I shared a room with my kid brother, Jaden. We were separated by only 13 months. Almost Irish twins. We may as well have been actual twins. We were that close. My hair was lighter and my eyes blue while Jaden was darker with brown eyes. He took the Italian from my father.
Both times I was sent there Jaden had everything just right in the room for the day I would return. An unhealed child. A product of the experts. It was my fault. I had only myself to blame. I was noncompliant and my unwillingness to be helped encumbered my progress. At least that was what we were told. And why question them? They had no ulterior motives; they were just trying to help. They were doing their jobs.
On those summer nights we left our windows open with the window fan on low. We left it on low to hear the yard sounds, as Jaden called them. The fan carried in the sweet, sweet smell of honeysuckles from the giant bush on Hickory Lane, just up the block. By the mid-90s that spot, where the honeysuckle bush lived, would become our hangout space much to the chagrin of some of the neighbors who saw us as a blight on a beautiful street. But even as a grungy 14-year-old smoking cigarettes with my friends, I never stopped loving the smell of the honeysuckles in the Spring and Summer.

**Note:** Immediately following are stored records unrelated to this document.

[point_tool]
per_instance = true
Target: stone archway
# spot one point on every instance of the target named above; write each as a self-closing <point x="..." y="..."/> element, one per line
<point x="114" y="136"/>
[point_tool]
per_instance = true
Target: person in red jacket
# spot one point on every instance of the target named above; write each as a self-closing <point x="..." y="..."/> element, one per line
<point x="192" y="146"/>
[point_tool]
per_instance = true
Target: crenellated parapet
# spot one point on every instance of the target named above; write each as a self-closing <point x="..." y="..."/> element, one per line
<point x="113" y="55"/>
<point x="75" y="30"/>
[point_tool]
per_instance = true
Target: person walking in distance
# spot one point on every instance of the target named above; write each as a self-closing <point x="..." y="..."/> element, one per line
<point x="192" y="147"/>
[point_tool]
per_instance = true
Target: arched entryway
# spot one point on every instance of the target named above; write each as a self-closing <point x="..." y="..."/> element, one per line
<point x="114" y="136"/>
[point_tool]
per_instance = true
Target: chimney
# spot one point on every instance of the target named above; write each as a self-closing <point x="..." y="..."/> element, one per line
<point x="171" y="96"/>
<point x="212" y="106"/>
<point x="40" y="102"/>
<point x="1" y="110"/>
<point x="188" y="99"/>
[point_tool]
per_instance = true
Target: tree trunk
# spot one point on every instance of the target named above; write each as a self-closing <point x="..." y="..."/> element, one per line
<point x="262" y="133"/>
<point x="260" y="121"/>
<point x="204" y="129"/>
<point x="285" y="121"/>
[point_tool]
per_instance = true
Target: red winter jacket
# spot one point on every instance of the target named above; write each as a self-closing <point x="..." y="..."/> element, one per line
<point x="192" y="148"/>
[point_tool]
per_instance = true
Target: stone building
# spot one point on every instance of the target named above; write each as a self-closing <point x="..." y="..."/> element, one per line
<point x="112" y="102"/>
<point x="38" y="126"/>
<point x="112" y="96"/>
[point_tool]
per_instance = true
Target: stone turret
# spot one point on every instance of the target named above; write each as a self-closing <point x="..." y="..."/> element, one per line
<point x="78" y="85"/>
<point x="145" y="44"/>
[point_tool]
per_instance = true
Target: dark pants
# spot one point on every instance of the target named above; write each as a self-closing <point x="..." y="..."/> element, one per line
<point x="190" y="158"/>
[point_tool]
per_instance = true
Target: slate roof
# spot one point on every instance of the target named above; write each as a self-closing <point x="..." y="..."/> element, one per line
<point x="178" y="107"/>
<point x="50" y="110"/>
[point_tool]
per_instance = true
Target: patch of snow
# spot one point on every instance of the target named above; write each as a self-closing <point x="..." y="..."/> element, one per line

After Labor Day Autumn always seemed to approach quickly. Each year the speed accelerated. The quickening didn’t just apply to seasons but to our lives. My father always said our lives were sort of like the seasons. It seems as if my life began when I was sent away for the ‘greater good,’ and returned. That year, in 1990, the leaves changed colors as they always had. The same giant buses packed with tourists passed through to look at the leaves which I couldn’t understand. None of us could. Why take a vacation to come to our boring town and stare through tinted windows at trees? We jeered at them each year as if it were a ritual. Later in my life I would understand the attraction and what I had taken for granted. After the age of 22 I would never again see Autumn in all its majesty.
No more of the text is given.